"No—no hedgehogs. Nothing but butcher's meat that costs its weight in gold. Take my advice, young gents," said the gipsy, "and never envy anybody."
Meanwhile the others were very happy by the Slowcoach fire. The gipsy woman, hugging her baby, kept as close to Janet as if she were a spaniel. Their name was Lee, she said, and they made baskets. They lived at Reading in the winter and were on the road all the rest of the year. The young boy was her brother. His name was Keziah. Her husband's name was Jasper. The baby's was Rhoda.
Hester was very anxious to ask questions about kidnapping, but she did not quite like to, and was, in fact, silent.
The gipsy woman noticed it after a while, and remarked upon it. "That little dark one there," she said; "why doesn't she speak?"
Janet said something about Hester being naturally quiet and thoughtful.
"Oh, no," said the woman, "I know what it is: she's frightened of me. She's heard stories about the gipsies stealing children and staining their faces with walnut juice; haven't you, dearie?"
Hester admitted it.
"There," said the woman, laughing triumphantly. "But don't be frightened, dearie," she added. "That's only stories.

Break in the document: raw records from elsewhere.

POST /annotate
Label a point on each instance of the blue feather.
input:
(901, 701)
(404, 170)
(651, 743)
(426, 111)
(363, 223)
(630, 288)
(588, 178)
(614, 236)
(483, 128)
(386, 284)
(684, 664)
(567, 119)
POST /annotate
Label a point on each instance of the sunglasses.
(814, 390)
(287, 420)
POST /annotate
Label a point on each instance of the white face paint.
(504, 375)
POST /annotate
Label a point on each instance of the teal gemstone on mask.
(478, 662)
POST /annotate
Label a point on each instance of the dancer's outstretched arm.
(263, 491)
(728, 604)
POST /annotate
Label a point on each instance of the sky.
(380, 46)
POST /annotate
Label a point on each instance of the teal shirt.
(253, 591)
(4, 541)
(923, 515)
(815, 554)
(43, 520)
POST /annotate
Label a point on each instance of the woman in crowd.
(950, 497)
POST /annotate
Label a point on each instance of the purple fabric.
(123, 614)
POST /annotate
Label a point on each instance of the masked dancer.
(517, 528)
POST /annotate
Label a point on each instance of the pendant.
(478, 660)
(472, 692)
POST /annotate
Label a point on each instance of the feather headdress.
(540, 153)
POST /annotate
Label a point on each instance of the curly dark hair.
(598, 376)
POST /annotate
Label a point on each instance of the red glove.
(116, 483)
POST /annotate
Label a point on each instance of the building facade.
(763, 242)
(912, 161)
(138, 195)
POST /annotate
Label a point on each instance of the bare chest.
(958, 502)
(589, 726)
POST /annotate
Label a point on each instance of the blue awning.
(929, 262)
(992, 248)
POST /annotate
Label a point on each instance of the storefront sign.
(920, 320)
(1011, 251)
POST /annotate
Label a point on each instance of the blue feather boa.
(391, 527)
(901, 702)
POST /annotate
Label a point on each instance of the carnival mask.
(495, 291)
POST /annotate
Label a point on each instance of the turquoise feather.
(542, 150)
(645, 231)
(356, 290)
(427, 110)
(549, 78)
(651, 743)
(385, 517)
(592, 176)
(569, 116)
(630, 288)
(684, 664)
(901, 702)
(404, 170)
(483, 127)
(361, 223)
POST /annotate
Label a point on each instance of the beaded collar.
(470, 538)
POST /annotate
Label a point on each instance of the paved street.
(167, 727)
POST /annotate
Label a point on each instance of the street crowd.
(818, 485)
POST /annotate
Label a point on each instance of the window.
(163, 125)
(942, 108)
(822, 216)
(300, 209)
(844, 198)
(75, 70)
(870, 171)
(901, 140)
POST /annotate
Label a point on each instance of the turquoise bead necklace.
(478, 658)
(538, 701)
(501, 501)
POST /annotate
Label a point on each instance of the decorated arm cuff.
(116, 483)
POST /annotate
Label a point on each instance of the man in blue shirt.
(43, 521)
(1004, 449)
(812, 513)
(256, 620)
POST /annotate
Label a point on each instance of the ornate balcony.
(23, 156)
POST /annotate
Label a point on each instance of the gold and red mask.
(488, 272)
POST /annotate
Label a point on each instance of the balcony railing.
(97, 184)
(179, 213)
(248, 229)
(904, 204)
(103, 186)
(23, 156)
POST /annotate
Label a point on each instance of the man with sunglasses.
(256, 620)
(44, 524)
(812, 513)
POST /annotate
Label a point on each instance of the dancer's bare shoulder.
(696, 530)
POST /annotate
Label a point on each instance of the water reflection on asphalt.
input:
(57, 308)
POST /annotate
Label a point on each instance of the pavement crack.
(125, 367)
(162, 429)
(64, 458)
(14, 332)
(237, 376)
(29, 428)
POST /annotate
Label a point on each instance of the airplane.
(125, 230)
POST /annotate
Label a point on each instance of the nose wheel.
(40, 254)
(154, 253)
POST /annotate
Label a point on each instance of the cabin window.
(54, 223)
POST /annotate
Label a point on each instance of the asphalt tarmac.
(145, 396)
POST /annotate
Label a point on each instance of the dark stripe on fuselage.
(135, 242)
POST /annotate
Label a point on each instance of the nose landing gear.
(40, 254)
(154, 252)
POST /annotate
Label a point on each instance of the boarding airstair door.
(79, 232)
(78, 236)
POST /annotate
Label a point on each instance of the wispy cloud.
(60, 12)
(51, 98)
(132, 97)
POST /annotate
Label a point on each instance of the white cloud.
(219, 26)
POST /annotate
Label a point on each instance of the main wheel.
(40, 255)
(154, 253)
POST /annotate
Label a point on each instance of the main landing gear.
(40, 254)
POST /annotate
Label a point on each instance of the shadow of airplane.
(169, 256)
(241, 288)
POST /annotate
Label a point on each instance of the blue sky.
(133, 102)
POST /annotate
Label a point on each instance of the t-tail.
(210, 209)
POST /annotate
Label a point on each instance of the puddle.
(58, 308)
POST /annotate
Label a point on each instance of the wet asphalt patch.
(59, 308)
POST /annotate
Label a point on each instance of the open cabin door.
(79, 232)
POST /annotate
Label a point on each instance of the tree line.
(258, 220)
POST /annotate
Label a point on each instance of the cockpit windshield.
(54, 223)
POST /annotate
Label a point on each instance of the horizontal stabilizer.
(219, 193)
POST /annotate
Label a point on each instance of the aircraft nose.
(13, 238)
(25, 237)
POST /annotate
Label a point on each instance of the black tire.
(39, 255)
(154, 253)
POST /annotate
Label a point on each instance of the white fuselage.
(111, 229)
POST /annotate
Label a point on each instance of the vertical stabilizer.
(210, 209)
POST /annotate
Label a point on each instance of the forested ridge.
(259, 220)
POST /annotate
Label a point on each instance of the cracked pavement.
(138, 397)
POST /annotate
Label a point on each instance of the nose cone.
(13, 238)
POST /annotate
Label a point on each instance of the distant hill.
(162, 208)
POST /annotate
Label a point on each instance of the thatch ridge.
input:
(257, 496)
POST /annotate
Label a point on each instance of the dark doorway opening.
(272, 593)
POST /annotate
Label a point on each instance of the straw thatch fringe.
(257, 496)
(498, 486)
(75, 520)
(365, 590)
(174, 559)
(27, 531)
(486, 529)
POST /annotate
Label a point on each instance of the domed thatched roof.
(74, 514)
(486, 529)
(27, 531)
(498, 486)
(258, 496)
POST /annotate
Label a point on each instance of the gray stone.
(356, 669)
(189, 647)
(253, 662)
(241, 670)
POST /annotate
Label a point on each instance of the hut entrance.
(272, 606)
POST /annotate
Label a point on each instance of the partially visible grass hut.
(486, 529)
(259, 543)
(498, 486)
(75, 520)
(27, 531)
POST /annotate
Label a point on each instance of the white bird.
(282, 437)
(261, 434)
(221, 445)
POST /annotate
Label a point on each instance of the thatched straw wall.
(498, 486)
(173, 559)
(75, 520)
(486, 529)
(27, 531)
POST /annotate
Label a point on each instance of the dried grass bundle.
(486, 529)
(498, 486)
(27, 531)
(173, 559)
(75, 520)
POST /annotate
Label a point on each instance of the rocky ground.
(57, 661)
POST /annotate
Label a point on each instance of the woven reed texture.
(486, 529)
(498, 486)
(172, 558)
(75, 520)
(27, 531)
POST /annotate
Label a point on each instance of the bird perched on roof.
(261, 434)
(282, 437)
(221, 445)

And even if it ever did happen, it couldn't again, what with railway trains and telegraphs and telephones and motor-cars and newspapers. How could we help being found out? Why," she continued, "so far from stealing children, there was a boy running away from school once who offered us a pound to let him join our caravan and stain his face and go with us to Bristol, where he could get on to a ship as a stowaway, as he called it; but Jasper wouldn't let him. I wanted to; but Jasper was dead against it. 'No,' he said, 'gipsies have a bad enough time as it is, without getting into trouble helping boys to run away from school.' That shows what we are, dearie," she added to Hester, with a smile.
"And don't you ever tell fortunes?" Hester asked.
"I won't say I've never done that," the gypsy said.